7. The steering hydraulic control system according to claim 6, characterized in that, The oil replenishment control module includes: The first replenishing check valve has its inlet connected to the outlet of the target check valve and the return oil supply port of the directional control valve, and its outlet is connected to the first inner cavity oil passage of the steering cylinder. The first overload valve has its inlet connected to the first internal cavity oil passage of the steering cylinder, and its outlet connected to the inlet oil passage of the back pressure valve. The second replenishing check valve has its inlet connected to the outlet of the target check valve and the return oil supply port of the directional control valve, and its outlet connected to the second inner cavity oil passage of the steering cylinder.
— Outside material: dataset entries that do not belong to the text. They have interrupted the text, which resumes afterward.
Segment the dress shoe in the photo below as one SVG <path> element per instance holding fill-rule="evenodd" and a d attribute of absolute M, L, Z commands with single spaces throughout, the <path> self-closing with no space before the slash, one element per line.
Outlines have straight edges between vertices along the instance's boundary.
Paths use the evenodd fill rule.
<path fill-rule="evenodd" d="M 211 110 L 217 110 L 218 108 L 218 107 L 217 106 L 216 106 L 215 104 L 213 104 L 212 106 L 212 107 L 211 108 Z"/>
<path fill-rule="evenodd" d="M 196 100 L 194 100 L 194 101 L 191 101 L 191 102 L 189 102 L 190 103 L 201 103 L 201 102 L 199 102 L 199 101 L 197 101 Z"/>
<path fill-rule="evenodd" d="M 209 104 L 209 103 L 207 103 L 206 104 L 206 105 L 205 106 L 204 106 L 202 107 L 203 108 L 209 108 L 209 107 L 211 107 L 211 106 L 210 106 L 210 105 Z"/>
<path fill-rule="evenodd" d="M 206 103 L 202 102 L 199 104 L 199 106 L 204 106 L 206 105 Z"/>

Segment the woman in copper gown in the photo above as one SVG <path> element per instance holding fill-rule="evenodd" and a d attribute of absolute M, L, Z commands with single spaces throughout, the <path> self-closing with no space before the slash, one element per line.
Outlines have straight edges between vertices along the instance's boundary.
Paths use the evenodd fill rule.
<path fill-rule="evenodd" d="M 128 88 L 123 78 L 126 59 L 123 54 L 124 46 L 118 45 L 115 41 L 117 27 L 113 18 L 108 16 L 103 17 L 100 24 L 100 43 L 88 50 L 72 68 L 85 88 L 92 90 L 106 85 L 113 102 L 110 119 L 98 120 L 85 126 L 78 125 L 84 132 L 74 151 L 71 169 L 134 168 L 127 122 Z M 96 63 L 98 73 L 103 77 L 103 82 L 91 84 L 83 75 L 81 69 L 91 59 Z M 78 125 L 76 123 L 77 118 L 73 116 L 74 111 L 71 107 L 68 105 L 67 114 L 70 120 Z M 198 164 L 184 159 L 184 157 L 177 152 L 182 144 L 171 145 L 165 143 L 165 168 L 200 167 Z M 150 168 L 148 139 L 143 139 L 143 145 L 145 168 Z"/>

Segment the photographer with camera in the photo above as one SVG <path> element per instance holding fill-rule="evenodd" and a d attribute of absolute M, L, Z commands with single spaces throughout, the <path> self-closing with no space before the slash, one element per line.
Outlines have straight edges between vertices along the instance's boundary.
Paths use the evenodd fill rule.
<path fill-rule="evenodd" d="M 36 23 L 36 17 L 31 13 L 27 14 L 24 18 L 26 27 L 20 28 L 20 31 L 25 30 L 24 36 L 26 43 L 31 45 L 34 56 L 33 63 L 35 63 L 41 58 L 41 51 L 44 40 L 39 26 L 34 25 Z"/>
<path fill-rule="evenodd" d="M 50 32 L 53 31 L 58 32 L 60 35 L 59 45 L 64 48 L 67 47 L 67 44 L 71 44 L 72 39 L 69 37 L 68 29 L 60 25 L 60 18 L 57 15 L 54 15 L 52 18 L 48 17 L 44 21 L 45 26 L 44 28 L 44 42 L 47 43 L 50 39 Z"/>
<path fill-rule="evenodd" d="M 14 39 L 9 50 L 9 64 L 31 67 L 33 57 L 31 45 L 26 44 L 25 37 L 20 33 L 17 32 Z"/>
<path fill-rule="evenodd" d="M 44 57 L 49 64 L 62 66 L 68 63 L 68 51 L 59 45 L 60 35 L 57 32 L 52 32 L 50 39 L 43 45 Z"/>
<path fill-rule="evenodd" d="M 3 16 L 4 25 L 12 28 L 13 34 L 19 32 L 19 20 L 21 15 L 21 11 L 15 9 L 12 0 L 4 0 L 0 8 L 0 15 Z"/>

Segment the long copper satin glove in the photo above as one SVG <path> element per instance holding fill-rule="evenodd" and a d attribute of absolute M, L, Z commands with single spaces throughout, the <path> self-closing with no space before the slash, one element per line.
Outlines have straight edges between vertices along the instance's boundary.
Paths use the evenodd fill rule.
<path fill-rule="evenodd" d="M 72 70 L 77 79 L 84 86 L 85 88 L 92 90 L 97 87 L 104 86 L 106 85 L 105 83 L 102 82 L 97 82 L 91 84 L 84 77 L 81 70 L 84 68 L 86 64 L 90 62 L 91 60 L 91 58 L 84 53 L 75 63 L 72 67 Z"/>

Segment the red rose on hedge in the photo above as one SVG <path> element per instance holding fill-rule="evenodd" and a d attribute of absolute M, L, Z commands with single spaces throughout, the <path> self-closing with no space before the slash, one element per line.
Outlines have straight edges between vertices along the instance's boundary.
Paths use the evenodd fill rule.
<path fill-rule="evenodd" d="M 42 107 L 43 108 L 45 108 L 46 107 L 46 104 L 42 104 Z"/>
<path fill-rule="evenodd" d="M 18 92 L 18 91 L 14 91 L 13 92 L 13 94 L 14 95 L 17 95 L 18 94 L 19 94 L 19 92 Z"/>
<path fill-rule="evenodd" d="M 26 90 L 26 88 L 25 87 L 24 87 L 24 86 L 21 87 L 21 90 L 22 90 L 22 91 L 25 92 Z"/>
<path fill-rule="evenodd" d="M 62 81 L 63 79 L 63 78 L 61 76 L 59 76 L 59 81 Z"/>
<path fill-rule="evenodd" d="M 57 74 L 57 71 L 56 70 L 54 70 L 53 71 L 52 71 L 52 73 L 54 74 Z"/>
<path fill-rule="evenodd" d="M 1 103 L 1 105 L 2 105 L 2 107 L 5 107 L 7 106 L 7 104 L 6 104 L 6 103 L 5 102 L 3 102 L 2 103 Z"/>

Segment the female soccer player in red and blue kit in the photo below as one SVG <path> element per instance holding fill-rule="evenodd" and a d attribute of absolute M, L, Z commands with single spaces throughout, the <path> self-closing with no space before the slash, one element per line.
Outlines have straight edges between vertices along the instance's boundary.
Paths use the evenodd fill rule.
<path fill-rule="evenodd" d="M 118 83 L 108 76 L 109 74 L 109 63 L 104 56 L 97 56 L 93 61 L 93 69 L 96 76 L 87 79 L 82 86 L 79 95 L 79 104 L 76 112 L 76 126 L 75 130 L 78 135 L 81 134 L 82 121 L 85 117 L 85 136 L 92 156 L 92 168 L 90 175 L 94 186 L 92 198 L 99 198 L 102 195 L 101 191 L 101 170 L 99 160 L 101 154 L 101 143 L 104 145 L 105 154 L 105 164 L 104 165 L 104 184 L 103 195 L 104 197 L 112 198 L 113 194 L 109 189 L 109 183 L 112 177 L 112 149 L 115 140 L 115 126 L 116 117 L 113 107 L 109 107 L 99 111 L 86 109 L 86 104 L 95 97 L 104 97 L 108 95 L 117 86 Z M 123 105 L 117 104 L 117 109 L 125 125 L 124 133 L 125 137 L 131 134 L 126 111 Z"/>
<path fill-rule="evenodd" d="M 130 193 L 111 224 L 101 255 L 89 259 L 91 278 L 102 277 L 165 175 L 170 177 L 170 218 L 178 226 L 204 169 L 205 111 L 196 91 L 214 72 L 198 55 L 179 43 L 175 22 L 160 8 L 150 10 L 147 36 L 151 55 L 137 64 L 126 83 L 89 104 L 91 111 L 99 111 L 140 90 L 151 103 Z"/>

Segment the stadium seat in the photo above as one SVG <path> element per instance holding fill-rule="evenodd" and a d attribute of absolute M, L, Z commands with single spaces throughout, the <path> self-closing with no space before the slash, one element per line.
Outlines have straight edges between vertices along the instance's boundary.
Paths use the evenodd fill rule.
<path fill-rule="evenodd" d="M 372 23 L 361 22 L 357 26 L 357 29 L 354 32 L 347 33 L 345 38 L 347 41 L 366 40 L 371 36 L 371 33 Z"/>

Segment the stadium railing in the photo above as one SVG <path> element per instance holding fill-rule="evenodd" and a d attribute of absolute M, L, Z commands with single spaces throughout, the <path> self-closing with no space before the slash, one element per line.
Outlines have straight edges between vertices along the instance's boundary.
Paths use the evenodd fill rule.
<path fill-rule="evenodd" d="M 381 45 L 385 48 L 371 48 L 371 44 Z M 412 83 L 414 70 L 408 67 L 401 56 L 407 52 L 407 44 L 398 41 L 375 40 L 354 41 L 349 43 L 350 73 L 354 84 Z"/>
The second overload valve has its inlet connected to the second inner cavity oil passage of the steering cylinder, and its outlet connected to the inlet oil passage of the back pressure valve.
8. The steering hydraulic control system according to any one of claims 1 to 7, characterized in that, The steering hydraulic control system further includes: A pressure reducing valve is provided between the oil pump port of the oil supply module and the oil inlet of the steering gear.
9. The steering hydraulic control system according to any one of claims 1 to 7, characterized in that, The oil supply module includes: A hydraulic oil tank, used to store hydraulic oil; A hydraulic pump is connected to the hydraulic oil tank, the flow control module, and the steering gear oil circuit, respectively. The hydraulic pump is used to pump the hydraulic oil in the hydraulic oil tank to the flow control module and the steering gear.
10. An engineering machinery, characterized in that, The engineering machinery includes: Construction machinery body; The steering hydraulic control system as described in any one of claims 1 to 9, wherein the steering hydraulic control system is disposed in the body of the engineering machinery.